MALT90 molecular content on high-mass IR-dark clumps

TL;DR

This study investigates the physical and chemical properties of 30 high-mass infrared-dark molecular clumps using MALT90 data, revealing signs of star formation activities such as outflows and infall, and providing insights into early high-mass star formation stages.

Contribution

It presents the first detailed chemical and physical analysis of high-mass IR-dark clumps using molecular line data, identifying key signs of early star formation.

Findings

11 sources show significant SiO detection indicating outflows.

13 sources exhibit blue profiles suggesting infall motions.

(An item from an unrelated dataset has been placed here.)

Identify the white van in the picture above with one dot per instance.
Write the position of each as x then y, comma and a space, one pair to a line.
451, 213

Column densities and line widths indicate turbulence and active star formation processes.

Abstract

High mass stars form in groups or clusters within massive cores in dense molecular clumps with sizes of 1pc and masses of 200Msun which are important laboratories for high-mass star formation in order to study the initial conditions. We investigate the physical and chemical properties of high-mass clumps in order to better understand the early evolutionary stages and find targets that show star formation signs. We selected the high-mass clumps from ATLASGAL survey that were identified as dark at 8/24$\mu$m wavelengths and used MALT90 data which provides a molecular line set to investigate the physical and chemical conditions in early evolutionary stages. Eleven sources have significant SiO detection (over 3$\sigma$) which usually indicates outflow activities. Thirteen sources are found with blue profiles in both or either HCO$^+$ and/or HNC lines and clump mass infall rates are estimated to be in the range of 0.2E+3 Msunyr$^{-1}$ $-$ 1.8E-2 Msunyr$^{-1}$. The excitation temperature is obtained as <24K for all sources. The column densities for optically thin lines of H$^{13}$CO$^{+}$ and HN$^{13}$C are in the range of 0.4-8.8(E+12) cm$^{-2}$, and 0.9-11.9(E+12) cm$^{-2}$, respectively, while it is in the range of 0.1-7.5(E+14) cm$^{-2}$ for HCO$^{+}$ and HNC lines. The column densities for N$_{2}$H$^{+}$ were ranging between 4.4-275.7(E+12) cm$^{-2}$ as expected from cold dense regions. Large line widths of N$_{2}$H$^{+}$ might indicate turbulence and large line widths of HCO$^{+}$, HNC, and SiO indicate outflow activities. Mean optical depths are 20.32, and 23.19 for optically thick HCO$^{+}$ and HCN lines, and 0.39 and 0.45 for their optically thin isotopologues H$^{13}$CO$^{+}$ and HN$^{13}$C, respectively. This study reveals the physical and chemical properties of 30 high-mass IR-dark clumps and the interesting targets among them based on their emission line morphology and kinematics.